Обыкновенно вид маленькой площади ее менее рассеивал. Три одиноких вяза обменивались там доверчивым шепотом своей листвы, как раз перед окном Гертулии, которая, лежа в кресле, смотрела, как они покачиваются. По вечерам слышно было, как они тихо вздрагивают один за другим, а иногда все вместе.

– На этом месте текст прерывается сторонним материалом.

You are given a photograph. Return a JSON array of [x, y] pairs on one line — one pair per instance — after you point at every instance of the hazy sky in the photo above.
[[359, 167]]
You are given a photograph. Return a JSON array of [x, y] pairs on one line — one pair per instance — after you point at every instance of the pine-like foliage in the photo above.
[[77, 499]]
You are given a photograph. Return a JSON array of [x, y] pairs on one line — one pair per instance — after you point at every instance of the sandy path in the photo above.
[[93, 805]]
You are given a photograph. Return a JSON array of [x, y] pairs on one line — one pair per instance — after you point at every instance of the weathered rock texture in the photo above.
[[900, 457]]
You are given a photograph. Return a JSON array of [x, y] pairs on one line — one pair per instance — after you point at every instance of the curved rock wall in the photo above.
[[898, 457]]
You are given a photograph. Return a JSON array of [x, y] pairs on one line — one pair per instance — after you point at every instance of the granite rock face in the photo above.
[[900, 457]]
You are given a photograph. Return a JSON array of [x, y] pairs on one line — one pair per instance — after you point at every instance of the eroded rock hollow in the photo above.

Ночи, когда она не спала, казались ей бесконечными. Чтобы занять себя, она перечитывала письмо Гермотима и старалась проникнуть в его смысл, потому что она с трудом представляла себе эту мудрость, о которой он рассуждал как о необходимом и тяжелом благе. Что бы ни говорил он о скорби любви, она чувствовала в себе ее живой инстинкт, не понимая зачем надо подчинять ее радость таким таинственным предосторожностям. Ее простота любящей хотела бы видеть его более естественным и менее посвященным. Ах, Гермотим, Гермотим, думала она, когда ты вернешься, станут ли твои глаза красивей? Станет ли милее изгиб твоих гладких, длинноватых волос? В этом была вся ее мудрость, и хотя она знала, что он вернется, беспокойство об этом возвращении против воли приводило ее н отчаяние.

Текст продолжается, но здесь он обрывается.